Место было мягкое, топкое — тоже благо: металл не столько ломал меня, сколько вдавливал в трясину, да так глубоко, что извлечь из болота вместе со мною мои сапоги уже не удалось. Я очнулся, когда меня закидывали в кузов такого редкого в тамошнем краю грузовика (и тут повезло!): приоткрыл глаза, увидел голубенькое небо, рыжую, вызолоченную низким солнцем тундру, еще более просторную с высоты, на которую меня подняли погружавшие в грузовик руки, почувствовал, как хлынул в грудь легкий студеный воздух, — ах, хорошо!

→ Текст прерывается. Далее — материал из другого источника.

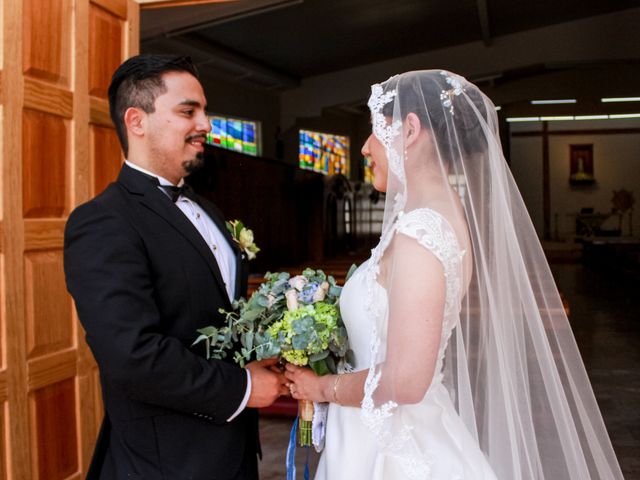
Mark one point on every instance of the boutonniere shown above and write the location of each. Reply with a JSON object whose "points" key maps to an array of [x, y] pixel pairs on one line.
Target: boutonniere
{"points": [[243, 237]]}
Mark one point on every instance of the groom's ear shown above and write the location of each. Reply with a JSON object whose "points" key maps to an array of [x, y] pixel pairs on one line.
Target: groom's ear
{"points": [[412, 128]]}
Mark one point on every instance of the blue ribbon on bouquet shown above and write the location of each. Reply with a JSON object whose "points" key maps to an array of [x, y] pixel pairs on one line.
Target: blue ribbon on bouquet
{"points": [[291, 455]]}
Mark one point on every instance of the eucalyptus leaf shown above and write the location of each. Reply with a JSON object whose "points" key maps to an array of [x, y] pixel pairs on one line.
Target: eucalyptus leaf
{"points": [[319, 356], [208, 331], [331, 364], [320, 367], [199, 339]]}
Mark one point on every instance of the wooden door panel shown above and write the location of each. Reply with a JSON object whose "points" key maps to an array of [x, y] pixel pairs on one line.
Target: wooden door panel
{"points": [[58, 149], [47, 40], [3, 446], [54, 439], [49, 321], [106, 156], [45, 147], [105, 48]]}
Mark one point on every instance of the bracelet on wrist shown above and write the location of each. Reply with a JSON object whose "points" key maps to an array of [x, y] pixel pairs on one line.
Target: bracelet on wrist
{"points": [[335, 388]]}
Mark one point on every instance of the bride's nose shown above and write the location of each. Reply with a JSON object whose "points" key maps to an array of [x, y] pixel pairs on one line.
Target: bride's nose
{"points": [[365, 148]]}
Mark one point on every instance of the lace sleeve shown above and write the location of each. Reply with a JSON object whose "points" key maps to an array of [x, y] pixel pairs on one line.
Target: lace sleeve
{"points": [[433, 232], [419, 268]]}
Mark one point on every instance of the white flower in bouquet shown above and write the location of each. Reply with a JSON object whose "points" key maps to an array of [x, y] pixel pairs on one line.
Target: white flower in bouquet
{"points": [[292, 299], [321, 292], [298, 282], [243, 237]]}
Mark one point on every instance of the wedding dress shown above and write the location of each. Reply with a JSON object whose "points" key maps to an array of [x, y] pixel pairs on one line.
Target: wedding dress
{"points": [[472, 370], [351, 451]]}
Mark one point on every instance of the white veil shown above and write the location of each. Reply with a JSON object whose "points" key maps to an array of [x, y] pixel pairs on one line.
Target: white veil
{"points": [[498, 339]]}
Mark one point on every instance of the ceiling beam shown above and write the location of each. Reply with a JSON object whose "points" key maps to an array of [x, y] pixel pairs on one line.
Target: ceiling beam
{"points": [[215, 54], [483, 14], [151, 4]]}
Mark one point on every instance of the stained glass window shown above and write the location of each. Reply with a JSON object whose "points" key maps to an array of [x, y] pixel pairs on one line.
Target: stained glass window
{"points": [[324, 152], [234, 134]]}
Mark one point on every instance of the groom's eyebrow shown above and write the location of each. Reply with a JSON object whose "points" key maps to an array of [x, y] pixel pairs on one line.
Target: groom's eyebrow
{"points": [[191, 103]]}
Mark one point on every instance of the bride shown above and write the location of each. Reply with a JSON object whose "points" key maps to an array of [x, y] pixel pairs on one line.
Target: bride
{"points": [[466, 367]]}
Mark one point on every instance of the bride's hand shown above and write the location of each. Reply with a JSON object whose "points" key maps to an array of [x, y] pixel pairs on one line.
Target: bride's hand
{"points": [[306, 385]]}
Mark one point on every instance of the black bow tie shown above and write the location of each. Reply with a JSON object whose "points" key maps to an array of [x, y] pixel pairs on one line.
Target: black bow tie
{"points": [[175, 192]]}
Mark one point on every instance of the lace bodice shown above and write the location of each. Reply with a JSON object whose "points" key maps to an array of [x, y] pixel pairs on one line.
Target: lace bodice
{"points": [[431, 230]]}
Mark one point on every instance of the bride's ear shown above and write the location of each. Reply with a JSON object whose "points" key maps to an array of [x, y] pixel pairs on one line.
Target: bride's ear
{"points": [[412, 128]]}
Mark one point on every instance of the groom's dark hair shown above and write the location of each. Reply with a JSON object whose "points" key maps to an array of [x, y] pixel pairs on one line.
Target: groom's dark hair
{"points": [[138, 82]]}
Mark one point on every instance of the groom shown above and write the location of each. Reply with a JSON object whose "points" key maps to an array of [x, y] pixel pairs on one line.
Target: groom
{"points": [[148, 262]]}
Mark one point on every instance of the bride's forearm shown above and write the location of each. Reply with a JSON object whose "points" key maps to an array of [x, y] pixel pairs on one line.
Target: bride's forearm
{"points": [[345, 388]]}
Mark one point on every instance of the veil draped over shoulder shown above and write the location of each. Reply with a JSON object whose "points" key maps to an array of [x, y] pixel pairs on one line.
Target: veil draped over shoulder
{"points": [[504, 348]]}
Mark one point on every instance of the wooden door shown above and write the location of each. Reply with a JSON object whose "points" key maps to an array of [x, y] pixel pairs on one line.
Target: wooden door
{"points": [[58, 150]]}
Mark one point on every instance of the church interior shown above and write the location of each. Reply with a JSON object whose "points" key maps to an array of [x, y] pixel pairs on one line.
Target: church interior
{"points": [[287, 83]]}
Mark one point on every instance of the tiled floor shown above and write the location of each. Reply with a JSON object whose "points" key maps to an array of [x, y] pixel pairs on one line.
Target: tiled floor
{"points": [[605, 317]]}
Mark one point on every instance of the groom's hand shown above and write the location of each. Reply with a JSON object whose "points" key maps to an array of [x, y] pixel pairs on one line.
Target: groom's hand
{"points": [[267, 383]]}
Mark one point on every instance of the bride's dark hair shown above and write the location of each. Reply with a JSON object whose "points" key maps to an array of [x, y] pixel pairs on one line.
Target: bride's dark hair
{"points": [[470, 117]]}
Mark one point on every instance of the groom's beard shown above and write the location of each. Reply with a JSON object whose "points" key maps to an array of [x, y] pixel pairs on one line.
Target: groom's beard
{"points": [[194, 164]]}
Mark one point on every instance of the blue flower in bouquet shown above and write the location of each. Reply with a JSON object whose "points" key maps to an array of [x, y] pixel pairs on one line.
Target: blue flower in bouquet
{"points": [[307, 293]]}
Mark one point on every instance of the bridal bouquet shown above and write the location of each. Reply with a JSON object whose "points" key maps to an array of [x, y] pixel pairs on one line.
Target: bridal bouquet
{"points": [[296, 318]]}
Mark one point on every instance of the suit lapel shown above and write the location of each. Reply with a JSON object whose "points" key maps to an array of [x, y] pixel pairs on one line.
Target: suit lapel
{"points": [[217, 218], [155, 200]]}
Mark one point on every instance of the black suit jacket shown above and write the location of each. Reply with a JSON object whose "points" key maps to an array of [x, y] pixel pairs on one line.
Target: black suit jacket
{"points": [[144, 280]]}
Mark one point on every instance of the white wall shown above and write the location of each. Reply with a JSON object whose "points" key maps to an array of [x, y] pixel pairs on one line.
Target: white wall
{"points": [[616, 165], [607, 37]]}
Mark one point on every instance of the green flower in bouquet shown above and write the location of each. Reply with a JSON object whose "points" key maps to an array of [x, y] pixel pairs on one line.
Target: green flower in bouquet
{"points": [[243, 237], [296, 318]]}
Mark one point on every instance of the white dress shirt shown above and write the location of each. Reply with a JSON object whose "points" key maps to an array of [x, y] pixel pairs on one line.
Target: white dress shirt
{"points": [[219, 246]]}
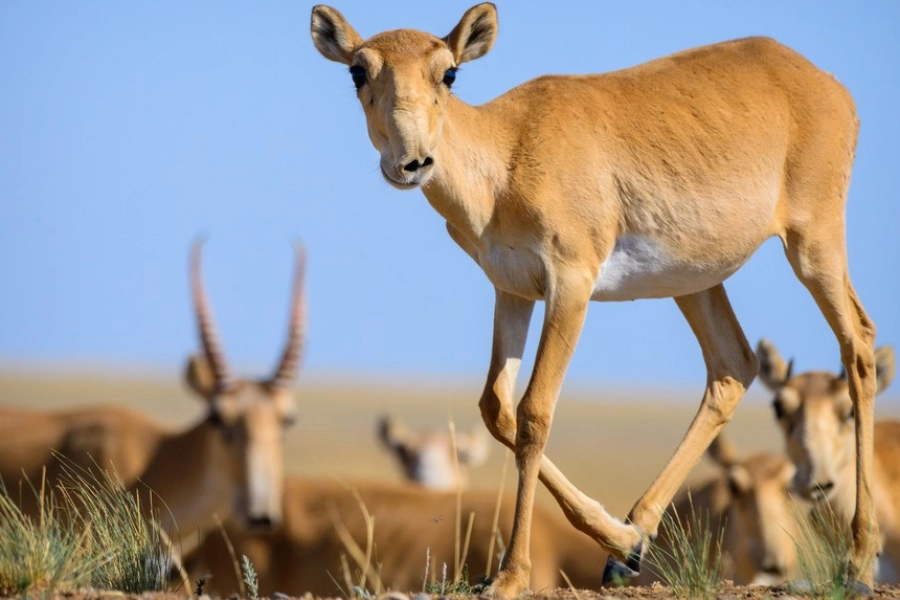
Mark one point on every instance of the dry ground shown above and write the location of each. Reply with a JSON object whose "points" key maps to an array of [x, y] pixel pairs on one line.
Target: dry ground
{"points": [[611, 443]]}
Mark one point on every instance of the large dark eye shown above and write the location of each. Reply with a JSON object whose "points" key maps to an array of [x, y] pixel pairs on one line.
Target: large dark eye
{"points": [[779, 409], [449, 77], [359, 75]]}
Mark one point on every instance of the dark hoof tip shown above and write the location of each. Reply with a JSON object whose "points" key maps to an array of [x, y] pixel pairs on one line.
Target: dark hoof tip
{"points": [[861, 590], [616, 573]]}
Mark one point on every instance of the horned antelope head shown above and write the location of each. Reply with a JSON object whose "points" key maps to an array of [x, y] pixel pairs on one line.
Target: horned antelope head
{"points": [[403, 80], [249, 416], [815, 413], [427, 457]]}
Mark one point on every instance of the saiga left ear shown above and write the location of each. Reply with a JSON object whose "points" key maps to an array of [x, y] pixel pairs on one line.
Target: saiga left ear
{"points": [[475, 34]]}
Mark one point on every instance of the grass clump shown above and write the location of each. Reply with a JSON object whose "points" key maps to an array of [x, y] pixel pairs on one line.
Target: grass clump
{"points": [[250, 578], [89, 531], [37, 552], [124, 545], [690, 562], [823, 545]]}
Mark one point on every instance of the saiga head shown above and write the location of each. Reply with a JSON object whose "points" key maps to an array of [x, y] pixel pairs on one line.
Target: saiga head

Пока все происходило, я не сообразил даже испугаться. Испугался уже в госпитале, ночью: вдруг, точно в замедленном кино, увидел, как неторопливо прет на меня машина, а я, будто дерево, врос в землю и двинуться с места не могу, самоходка — эти поставленные на гусеницы тонны стали — совсем близко, вот уже коснулась меня выступающим вперед швом, где под углом сварены лобовой и донный листы брони, — и тут такой страх на меня напал, что я покрылся холодным пóтом и застонал, не в силах удержаться. Подошла сестра — меня положили в коридоре рядом с ее столиком — уколола мне морфий, и я снова провалился в сон...

Страх в ту первую его минуту и после, когда я вспоминал это происшествие, был простейший, не замешанный на раздумье — страх червя, поднявшего глаза и вдруг увидевшего над собой подкованную сталью подошву военного сапога. В молодости слишком мало позади, о чем жалеть, и слишком много впереди, чтобы сознавать, что ты ждешь.

Издавна сказано, что первый шаг дитяти — шаг к смерти. Какими бы путями ни вела нас жизнь, направление остается неизменным. Смерть все глубже затягивает нас в свое неведомое, как змея проталкивает в себя заглоченную добычу. Мысль о неизбежности смерти рождается с нами вместе и не оставляет нас до конца. Мы подчас умеем ее прогнать, сами от нее удираем, заглушаем в себе то, что именуется памятью смертной, но память эта продолжает жить в нас, всякий миг готовая очнуться. И вместе с памятью смертной, так же с первого шага дитяти, поселяется в нас мысль о бессмертии. От первого крика протеста, от нежелания быть выброшенным в мир отдельной и уже потому неизбежно конечной жизни, до последнего выдоха все то же недоумение: как такое может быть, чтобы меня не было? Дряхлый старик, в ожидании скорого неизбежного часа обозревающий слезящимися глазами памяти уроки бесчисленных расставаний, точно так же, как малый ребенок, только начинающий укладывать в воображении предлагаемые и предполагаемые картины жизни, каждый с вариациями, обусловленными возрастом, способен мысленно создать спектакль собственных похорон, в котором он одновременно и режиссер, и главный участник, и зритель. «Нет, весь я не умру?..» — мы проходим путь жизни, вновь и вновь возвращаясь к решению этой задачи, находим ответ и снова теряем, отчаиваемся и утешаемся, удовлетворенно подводим итог или яростно бросаем в корзину сломанные перья.